Yangyel Lhaden

The upgradation of Laya Lower Secondary School to Laya Central School has helped reduce the dropout rate, according to educational officials and residents of Laya.

With the upgradation of school in 2018, children now study at least until Class 10.

In 2018, Laya Lower Secondary School had 146 students. Today, there are 155 students in Laya Central School.

Dawa Tshering, a parent, said that he wanted his son to study and have a comfortable life. “I started collecting cordyceps at the age of 13. There is money but it is a hard life which I don’t want for my son.”

Kinley Zam, a mother, enrolled both her daughters in a nunnery. Her eldest son is a monk. She is determined to support her youngest son’s education until graduation. “In the past, at least one child had to be enrolled in a monastery.”

Conducting annual rituals in our village was expensive and the people did not get monks due to the remoteness of the village, Kinley Zam said. “With the road accessibility until Tongchudrak, things have now changed.”

Chief dzongkhag education officer, Kinley, said that the decreasing dropout rate in Laya was due to boarding facilities and school feeding. “Parents are also aware of the importance of education and skills in the 21st century.”

There are also awareness programmes in the community through counselling services, parenting education in collaboration with gewog and chiwog to reach out to the parents, Kinley added.

“Children dropped out of school early and arranged marriages were common in the past,” Kinley said. “Children were also kept at home to help parents in business and domestic work, which was more common in small families.”

Leki Tshewang, a Class 10 student of Laya Central School, wants to become a police officer. He hopes to perform well in board exam and pursue higher studies. “Now, parents are more aware of education.”

Pema Leki, another Class 10 student of Laya Central School, wants to become an army officer. His favourite subject is Science. “I saw elder brothers and sisters giving up education because they had to study in Bjishong Central School in Gasa to continue after Class VIII. It is so much more convenient now.”

“Laya is very cold, and if we have heaters at our school, it could make learning easier,” Pema Leki said.

Kinley said that the school strives to improve its overall academic performance despite many challenges.

In Laya, the school begins on March 1, which is late by almost one month, but the school has to follow the same syllabus.

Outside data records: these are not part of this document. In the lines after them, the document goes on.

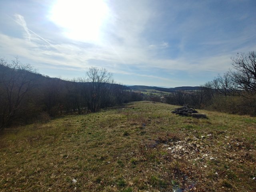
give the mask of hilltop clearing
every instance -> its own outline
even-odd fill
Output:
[[[0,136],[0,190],[256,191],[256,118],[130,103]]]

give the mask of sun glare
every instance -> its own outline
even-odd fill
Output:
[[[96,42],[100,39],[109,10],[104,0],[57,0],[50,11],[50,19],[63,28],[67,37]]]

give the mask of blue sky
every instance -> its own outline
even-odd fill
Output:
[[[0,57],[72,79],[103,67],[125,84],[199,86],[256,50],[256,1],[0,1]]]

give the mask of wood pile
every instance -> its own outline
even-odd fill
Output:
[[[180,108],[176,108],[174,109],[174,110],[172,112],[172,113],[185,116],[190,116],[192,113],[198,113],[194,108],[188,106]]]

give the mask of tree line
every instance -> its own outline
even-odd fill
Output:
[[[240,114],[256,115],[256,52],[238,53],[232,68],[200,86],[198,90],[177,90],[164,102]]]
[[[139,93],[116,83],[105,69],[64,80],[37,73],[18,58],[0,59],[0,131],[12,124],[44,121],[64,114],[84,114],[141,100]]]

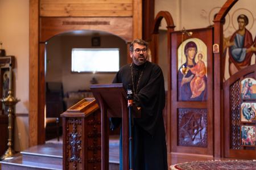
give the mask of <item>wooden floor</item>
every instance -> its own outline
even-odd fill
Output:
[[[36,162],[38,162],[38,160],[40,159],[40,164],[42,167],[44,167],[44,164],[49,163],[48,159],[46,158],[46,161],[41,158],[38,158],[37,156],[44,155],[44,156],[53,156],[51,158],[51,162],[52,162],[53,167],[55,169],[62,169],[62,139],[60,139],[60,141],[56,139],[52,139],[46,142],[46,144],[43,147],[42,146],[35,146],[28,148],[26,151],[22,152],[22,156],[17,156],[11,163],[23,163],[23,165],[30,165],[34,167],[36,165]],[[53,148],[56,149],[54,150]],[[25,155],[25,156],[24,156]],[[211,156],[202,156],[200,155],[193,154],[181,154],[177,153],[172,153],[167,155],[168,156],[168,164],[170,167],[171,165],[183,163],[188,162],[195,161],[205,161],[212,160],[234,160],[227,158],[214,158]],[[27,160],[27,161],[24,161]],[[110,137],[109,141],[109,169],[110,170],[118,170],[119,169],[119,136],[112,135]],[[7,161],[8,163],[8,161]],[[11,164],[9,163],[9,164]],[[0,166],[1,170],[1,166]]]
[[[56,139],[50,140],[47,142],[54,143],[62,143],[62,138],[60,142]],[[205,161],[214,160],[234,160],[234,159],[213,158],[196,154],[181,154],[179,153],[171,153],[167,154],[168,166],[188,162]],[[109,162],[119,164],[119,135],[110,135],[109,139]]]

In the past, the school was mostly operated by a few teachers. “This affected the foundation of the students,” Kinley said. “The frequent change of school leaders was also a reason for quality failure.”

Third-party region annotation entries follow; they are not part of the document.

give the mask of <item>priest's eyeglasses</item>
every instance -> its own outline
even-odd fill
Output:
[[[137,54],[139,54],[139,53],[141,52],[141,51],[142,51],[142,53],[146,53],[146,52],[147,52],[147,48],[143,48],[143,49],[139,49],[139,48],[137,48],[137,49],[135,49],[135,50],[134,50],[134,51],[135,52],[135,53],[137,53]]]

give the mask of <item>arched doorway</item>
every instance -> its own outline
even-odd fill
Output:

Currently, there are 19 teaching staff at the school.

In the 2023 academic session, there were only two girl students in Class IX. Most students couldn’t clear Class VIII board examination.

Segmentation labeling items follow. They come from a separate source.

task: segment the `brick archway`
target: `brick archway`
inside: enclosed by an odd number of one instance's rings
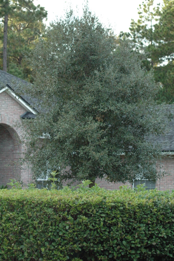
[[[18,160],[22,150],[15,129],[10,125],[0,122],[0,185],[5,185],[10,179],[20,179]]]

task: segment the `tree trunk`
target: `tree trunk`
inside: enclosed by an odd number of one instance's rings
[[[92,183],[91,183],[91,184],[89,184],[89,188],[92,188],[93,186],[95,185],[95,181],[94,180],[90,180],[90,181]]]
[[[4,39],[3,42],[3,70],[7,72],[7,24],[8,14],[5,15],[4,18]]]

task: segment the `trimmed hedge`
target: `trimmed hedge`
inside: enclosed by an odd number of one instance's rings
[[[97,187],[2,190],[0,260],[173,260],[174,195]]]

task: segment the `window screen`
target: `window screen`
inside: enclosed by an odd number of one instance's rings
[[[138,185],[140,185],[144,183],[145,186],[147,187],[146,188],[146,189],[148,190],[149,189],[154,189],[155,188],[155,182],[144,180],[135,180],[134,182],[134,188],[136,188]]]

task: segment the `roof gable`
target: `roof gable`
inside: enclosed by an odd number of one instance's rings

The lack of facilities such as computers, strong internet connectivity, and competency of teachers in the use of ICT were also some of the challenges faced by the school in the past, according to Kinley.

“The current challenge in Laya is teacher attrition—five teachers resigned between March and October,” Kinley said. “The school has only a small library and could not establish a science laboratory and ICT rooms. The school also does not have adequate heating facilities.”